I came to figure out that not everything could be learned from a book, as there were numerous times when Juana would giggle in response to my silly rookie Spanish mistakes. One Sunday afternoon we sat together on her bed, visiting, and she asked what time it was.

¿Qué hora es?

It was 12:13. And due to my lack of number vocabulary at that point I said,

Son las diez y dos y las diez y tres. It’s ten-two and ten-three.

Through tearful laughter she proceeded to teach me how to tell time and taught me the numbers from ten to one thousand-plus. We worked for quite a while that day; she was determined to make sure no one—not even she—could laugh at my number skills.

As summer progressed, I was around Juana most of the day almost every day. Accompanying her to the cafeteria, I helped express her food preferences to the staff. She’d grown accustomed to eating mystery meals. Now I could make sure she got what she liked, and I made a list of foods for the staff to avoid. Even the simplest details helped her feel more at home, like asking for an extra napkin to put over her coffee mug to keep the heat in … and any rogue flies out, she’d say.

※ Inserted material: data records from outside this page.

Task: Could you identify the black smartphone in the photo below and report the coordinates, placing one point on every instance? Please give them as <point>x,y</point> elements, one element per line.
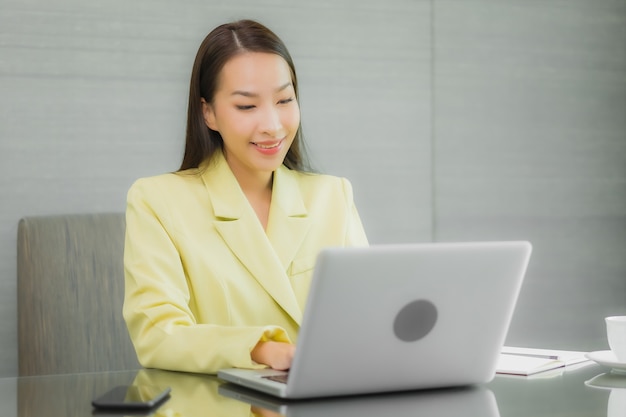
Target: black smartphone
<point>132,397</point>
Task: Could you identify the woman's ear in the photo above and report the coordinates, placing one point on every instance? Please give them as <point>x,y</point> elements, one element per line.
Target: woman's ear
<point>209,115</point>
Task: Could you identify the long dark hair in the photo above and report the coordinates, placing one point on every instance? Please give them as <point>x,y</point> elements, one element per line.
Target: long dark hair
<point>223,43</point>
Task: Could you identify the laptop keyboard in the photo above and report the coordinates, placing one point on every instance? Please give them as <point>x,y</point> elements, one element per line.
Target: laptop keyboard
<point>278,378</point>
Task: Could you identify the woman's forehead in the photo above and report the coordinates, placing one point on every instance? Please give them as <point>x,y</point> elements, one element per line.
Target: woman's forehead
<point>255,73</point>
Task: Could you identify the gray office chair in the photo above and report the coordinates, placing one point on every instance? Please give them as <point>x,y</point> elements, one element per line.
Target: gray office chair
<point>70,293</point>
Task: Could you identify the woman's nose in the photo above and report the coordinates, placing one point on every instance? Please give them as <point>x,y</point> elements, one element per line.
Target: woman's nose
<point>271,123</point>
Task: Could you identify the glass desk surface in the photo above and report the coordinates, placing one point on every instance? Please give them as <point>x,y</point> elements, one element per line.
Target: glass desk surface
<point>591,390</point>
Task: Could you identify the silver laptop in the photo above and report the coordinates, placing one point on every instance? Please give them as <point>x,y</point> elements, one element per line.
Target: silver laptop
<point>451,402</point>
<point>400,317</point>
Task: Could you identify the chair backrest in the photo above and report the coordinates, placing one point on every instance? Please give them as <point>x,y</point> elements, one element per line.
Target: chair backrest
<point>70,292</point>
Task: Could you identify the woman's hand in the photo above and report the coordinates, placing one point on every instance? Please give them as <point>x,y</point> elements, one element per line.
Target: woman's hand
<point>276,355</point>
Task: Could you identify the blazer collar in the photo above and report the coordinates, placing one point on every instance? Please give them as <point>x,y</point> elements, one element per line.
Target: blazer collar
<point>266,254</point>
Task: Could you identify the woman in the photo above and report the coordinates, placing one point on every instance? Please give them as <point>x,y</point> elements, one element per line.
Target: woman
<point>219,255</point>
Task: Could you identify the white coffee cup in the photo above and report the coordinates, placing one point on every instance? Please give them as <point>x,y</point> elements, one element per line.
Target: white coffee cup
<point>616,335</point>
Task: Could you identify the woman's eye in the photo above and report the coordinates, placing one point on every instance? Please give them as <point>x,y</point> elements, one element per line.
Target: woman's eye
<point>285,101</point>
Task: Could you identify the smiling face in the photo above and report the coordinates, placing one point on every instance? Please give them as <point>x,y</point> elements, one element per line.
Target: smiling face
<point>256,112</point>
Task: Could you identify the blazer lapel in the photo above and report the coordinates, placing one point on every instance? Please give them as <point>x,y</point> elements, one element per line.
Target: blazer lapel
<point>288,224</point>
<point>241,230</point>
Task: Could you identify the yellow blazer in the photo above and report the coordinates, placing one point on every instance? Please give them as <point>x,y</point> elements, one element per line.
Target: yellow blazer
<point>205,283</point>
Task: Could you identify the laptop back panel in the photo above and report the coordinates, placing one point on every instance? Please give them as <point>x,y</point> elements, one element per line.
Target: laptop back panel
<point>355,339</point>
<point>402,317</point>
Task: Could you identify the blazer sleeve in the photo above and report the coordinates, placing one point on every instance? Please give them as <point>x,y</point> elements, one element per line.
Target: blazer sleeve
<point>156,308</point>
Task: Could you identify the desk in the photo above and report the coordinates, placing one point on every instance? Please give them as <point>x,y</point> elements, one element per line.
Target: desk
<point>565,394</point>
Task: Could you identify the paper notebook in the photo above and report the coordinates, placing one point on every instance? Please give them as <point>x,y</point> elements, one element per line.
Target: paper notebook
<point>530,361</point>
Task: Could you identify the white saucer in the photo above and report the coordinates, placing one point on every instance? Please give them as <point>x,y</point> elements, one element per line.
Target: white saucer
<point>608,381</point>
<point>607,358</point>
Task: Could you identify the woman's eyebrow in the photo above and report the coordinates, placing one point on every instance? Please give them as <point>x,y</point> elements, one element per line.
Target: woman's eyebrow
<point>252,95</point>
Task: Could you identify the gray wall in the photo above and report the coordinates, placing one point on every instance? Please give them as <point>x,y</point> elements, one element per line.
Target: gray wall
<point>455,120</point>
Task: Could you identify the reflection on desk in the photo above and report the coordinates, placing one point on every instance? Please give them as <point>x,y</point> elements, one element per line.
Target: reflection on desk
<point>468,401</point>
<point>205,395</point>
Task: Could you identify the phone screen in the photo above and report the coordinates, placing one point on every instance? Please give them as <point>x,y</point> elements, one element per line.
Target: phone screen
<point>132,396</point>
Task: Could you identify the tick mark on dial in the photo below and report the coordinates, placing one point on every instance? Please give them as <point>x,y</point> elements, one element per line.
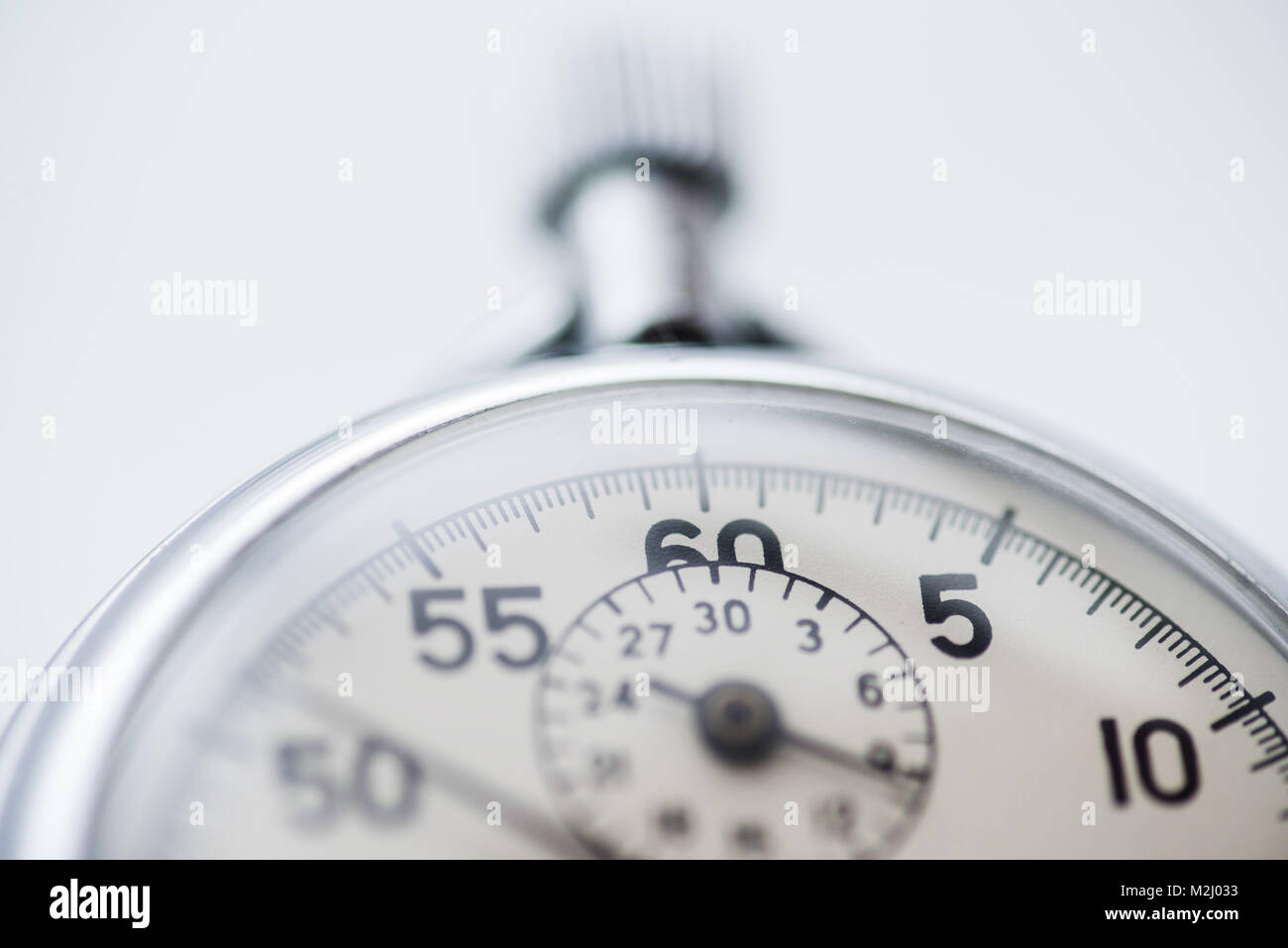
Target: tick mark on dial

When I visited, I brought her favorite foods whenever possible, packing them in my bike pouch or backpack. I’d grab the Little Debbie goodies from my seemingly ever-full snack cabinet at home. She loved almost anything I brought, but doughnuts were her all-time favorite, specifically cinnamon-and-sugar twists from the IGA bakery. I saved my chore money and loose change to fund our special doughnut days. Mom had recently been saving the new state quarters that were being released and told me to collect them all. Although I promised I wouldn’t spend them, when doughnut day came and I had no other funds, to the bottom drawer in my dresser I went for those quarters.

Doughnuts always brought a smile to Juana’s face. She had the most beautiful smile. Unless you paid close attention, you’d never realize she had no teeth. Her face never looked sunken in and honestly, it was mostly unnoticeable. She never wore dentures, but she could eat even the Fritos I would buy from time to time from the hallway vending machine. Such a character, Juana, her delicate skin marked with the wrinkles of a long life. She lit up the room with her smile; her eyes full of life and energy … and a dash or two of orneriness.

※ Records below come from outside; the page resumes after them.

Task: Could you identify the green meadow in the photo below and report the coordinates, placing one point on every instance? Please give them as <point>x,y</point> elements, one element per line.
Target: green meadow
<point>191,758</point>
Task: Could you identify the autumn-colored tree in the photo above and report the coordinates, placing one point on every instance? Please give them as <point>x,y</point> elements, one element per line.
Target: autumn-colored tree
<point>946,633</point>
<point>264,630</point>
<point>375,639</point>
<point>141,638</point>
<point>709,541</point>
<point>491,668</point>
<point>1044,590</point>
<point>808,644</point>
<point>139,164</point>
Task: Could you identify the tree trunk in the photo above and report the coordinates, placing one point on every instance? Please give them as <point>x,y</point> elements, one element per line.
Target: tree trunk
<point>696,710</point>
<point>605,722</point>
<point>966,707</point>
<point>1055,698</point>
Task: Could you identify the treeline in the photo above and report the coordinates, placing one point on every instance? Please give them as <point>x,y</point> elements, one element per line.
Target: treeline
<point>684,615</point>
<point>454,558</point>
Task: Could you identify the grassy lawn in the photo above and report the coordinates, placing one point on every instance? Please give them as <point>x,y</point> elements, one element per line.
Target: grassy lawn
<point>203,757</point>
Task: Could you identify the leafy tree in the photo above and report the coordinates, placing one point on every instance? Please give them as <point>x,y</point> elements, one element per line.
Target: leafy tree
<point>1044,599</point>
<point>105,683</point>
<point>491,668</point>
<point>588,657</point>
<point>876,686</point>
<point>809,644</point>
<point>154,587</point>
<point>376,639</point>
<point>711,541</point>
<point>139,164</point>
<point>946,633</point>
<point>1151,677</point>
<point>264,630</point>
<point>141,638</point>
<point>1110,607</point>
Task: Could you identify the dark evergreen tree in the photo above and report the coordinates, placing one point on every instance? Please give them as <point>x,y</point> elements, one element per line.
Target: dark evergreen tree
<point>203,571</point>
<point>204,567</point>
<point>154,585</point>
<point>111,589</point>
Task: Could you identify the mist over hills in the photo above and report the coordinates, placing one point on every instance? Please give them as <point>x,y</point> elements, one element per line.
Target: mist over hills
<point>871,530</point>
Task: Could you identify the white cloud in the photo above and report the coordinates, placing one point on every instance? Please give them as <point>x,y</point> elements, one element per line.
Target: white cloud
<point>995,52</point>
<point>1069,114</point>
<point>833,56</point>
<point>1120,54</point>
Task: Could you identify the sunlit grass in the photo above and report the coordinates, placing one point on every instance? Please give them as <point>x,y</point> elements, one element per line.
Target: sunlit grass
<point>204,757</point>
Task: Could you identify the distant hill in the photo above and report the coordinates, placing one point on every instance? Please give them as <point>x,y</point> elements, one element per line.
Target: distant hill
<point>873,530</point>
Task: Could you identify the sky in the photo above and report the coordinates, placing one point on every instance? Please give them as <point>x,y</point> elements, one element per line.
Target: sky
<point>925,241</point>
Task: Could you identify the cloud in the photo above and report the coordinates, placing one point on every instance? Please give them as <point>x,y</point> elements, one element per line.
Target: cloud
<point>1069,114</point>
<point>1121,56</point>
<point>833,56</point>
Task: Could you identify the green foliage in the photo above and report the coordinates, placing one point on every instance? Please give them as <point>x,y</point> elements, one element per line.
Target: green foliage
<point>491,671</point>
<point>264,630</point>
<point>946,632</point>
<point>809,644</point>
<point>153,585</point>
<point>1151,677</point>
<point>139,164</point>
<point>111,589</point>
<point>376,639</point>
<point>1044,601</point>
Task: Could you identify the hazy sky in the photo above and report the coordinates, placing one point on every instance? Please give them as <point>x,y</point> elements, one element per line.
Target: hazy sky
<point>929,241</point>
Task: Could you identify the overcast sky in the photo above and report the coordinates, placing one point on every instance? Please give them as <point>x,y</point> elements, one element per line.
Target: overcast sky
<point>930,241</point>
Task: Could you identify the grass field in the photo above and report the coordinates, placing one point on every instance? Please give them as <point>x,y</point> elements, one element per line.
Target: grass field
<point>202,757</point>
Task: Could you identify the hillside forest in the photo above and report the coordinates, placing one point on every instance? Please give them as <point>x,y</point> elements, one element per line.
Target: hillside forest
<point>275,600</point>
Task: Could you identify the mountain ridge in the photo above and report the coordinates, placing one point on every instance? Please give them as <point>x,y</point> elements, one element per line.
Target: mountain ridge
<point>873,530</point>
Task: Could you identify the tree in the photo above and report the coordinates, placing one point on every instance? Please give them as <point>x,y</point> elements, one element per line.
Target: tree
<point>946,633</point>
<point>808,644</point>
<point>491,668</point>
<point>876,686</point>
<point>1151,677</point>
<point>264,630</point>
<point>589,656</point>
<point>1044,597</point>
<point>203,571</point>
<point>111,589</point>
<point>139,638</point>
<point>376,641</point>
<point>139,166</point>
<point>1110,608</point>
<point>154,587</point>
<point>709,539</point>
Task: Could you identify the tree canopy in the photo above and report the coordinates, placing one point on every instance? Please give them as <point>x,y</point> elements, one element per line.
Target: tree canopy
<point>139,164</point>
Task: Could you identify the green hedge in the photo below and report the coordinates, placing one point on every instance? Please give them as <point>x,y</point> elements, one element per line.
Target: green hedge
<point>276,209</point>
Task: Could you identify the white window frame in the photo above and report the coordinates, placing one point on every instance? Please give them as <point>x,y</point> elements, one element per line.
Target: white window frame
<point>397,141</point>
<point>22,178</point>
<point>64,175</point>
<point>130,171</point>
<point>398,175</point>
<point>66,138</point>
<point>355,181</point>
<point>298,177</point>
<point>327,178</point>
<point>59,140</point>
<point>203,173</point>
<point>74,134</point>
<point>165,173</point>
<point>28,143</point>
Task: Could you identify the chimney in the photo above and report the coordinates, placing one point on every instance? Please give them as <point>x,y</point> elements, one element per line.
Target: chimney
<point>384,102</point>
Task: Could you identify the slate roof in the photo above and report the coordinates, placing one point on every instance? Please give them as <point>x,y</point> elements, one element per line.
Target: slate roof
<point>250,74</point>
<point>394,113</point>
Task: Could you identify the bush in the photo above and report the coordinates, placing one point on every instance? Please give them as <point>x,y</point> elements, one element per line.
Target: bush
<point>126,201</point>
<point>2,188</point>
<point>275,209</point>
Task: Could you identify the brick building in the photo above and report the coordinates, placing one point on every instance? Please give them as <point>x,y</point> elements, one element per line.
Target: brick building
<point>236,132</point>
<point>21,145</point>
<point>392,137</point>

Summer eventually came to an end, but I would still try to visit Juana every day. Having become increasingly attached, I wanted to make sure everything was right for her. When I would visit after school at suppertime, I started to notice that Juana was spitting out her medicine when she got back to her room after eating. Knowing that she needed whatever meds she was getting, I asked her why she was spitting them into the trash. She told me that she didn’t mind taking them but had trouble swallowing them whole. Many residents got their meds crushed in applesauce, and the staff was happy to do this for Juana when I brought it to their attention. She needed me to be her voice, her advocate, and I felt like her life was in my hands even though she was seventy-seven years my senior.

Two virtual strangers from entirely different generations who had an undeniable bond—we were family. I referred to her as my adopted grandmother, and she would tell me I was the daughter she never had. At that point I was unsure whether she actually did have any children. Then I met Tino, a nicely dressed older man who came to visit. He introduced himself as a family friend. His English was heavily accented; I told him to call me Tomate since he, too, had trouble saying my name. Each time he would leave after a visit, Juana would say my baby, my baby and point to the door. I was confused.